La gran movilización social del pasado 21 de noviembre, en la que participaron variados sectores sociales, expresando  sus angustias y reivindicaciones, hasta la fecha no ha obtenido respuestas ciertas.

Lo que comenzó con un apoyo generalizado, se ha ido desvaneciendo  por el paso de los días, pero más, por  las infiltraciones de los capuchos, que hasta el día de hoy, ninguna autoridad ha tenido la capacidad de dilucidar de dónde provienen, cuáles son sus propósitos, quiénes los financian. Tampoco se conocen cuántos se han judicializado y sí, se les ha llamado a resarcir los daños ocasionados.

Las movilizaciones son un derecho ciudadano respaldado en la Constitución Política, siempre y cuando se hagan en paz; respetando a las autoridades, los bienes públicos y privados y, ante todo sin imposibilitar que los ciudadanos que no participan puedan continuar con sus actividades cotidianas.

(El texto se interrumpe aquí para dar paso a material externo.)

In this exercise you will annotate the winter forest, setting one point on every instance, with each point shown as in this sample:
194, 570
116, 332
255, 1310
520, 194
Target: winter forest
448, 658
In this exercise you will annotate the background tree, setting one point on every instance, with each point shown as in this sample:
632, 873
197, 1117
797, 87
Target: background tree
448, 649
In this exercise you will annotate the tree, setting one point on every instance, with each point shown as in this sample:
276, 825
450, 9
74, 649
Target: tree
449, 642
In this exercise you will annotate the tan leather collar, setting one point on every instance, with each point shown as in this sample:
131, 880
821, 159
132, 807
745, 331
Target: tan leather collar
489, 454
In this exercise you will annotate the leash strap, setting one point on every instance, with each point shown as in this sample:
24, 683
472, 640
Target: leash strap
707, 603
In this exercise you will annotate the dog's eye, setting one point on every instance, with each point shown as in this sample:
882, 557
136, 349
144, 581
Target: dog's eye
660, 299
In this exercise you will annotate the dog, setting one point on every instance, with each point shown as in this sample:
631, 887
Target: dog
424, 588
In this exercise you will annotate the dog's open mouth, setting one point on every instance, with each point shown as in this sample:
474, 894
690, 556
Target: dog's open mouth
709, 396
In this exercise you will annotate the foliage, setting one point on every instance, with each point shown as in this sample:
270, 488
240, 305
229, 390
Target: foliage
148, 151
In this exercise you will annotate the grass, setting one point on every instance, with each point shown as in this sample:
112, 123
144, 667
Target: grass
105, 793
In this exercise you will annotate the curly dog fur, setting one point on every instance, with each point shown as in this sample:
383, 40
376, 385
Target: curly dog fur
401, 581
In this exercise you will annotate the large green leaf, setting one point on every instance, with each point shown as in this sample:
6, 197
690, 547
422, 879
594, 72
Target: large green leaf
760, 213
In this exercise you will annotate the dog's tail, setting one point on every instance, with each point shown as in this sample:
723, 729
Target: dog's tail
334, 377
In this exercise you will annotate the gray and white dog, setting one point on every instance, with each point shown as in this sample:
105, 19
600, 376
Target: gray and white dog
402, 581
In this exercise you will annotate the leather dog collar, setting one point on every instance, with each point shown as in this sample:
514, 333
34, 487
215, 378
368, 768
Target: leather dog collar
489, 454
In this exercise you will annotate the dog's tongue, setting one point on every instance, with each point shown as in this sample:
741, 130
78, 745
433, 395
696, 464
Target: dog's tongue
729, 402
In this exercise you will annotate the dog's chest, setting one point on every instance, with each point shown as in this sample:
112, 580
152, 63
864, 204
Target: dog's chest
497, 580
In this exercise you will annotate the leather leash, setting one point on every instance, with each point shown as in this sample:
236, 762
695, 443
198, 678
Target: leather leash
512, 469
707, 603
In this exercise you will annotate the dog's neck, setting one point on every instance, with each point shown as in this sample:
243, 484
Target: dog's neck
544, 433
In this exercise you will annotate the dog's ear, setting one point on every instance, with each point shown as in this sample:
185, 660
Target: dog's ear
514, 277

El clamor general del ciudadano común, es que no se les vulnere su derecho al trabajo, al de la movilidad y al de estudiar, como ha ocurrido en la Universidad del Atlántico, donde la mayoría de los estudiantes desean regresar a clases y unos pocos se lo impiden.

El gobierno nacional,  no debe seguir dilatando una respuesta a las pretensiones plasmadas en la protesta; y las autoridades  regionales y locales no pueden pecar de ingenuos, ni ser tan laxos  con los desadaptados  que buscan pescar en río revuelto para cometer sus fechorías. 

Tanto los ciudadanos de Bogotá, como los  de Medellín, se sienten desconsolados e inermes por la desnaturalización de las movilizaciones, por la incapacidad de la institucionalidad para contrarrestar los desmanes y por la desprotección en que se encuentran.

¡No se puede sacrificar la tranquilidad por el populismo!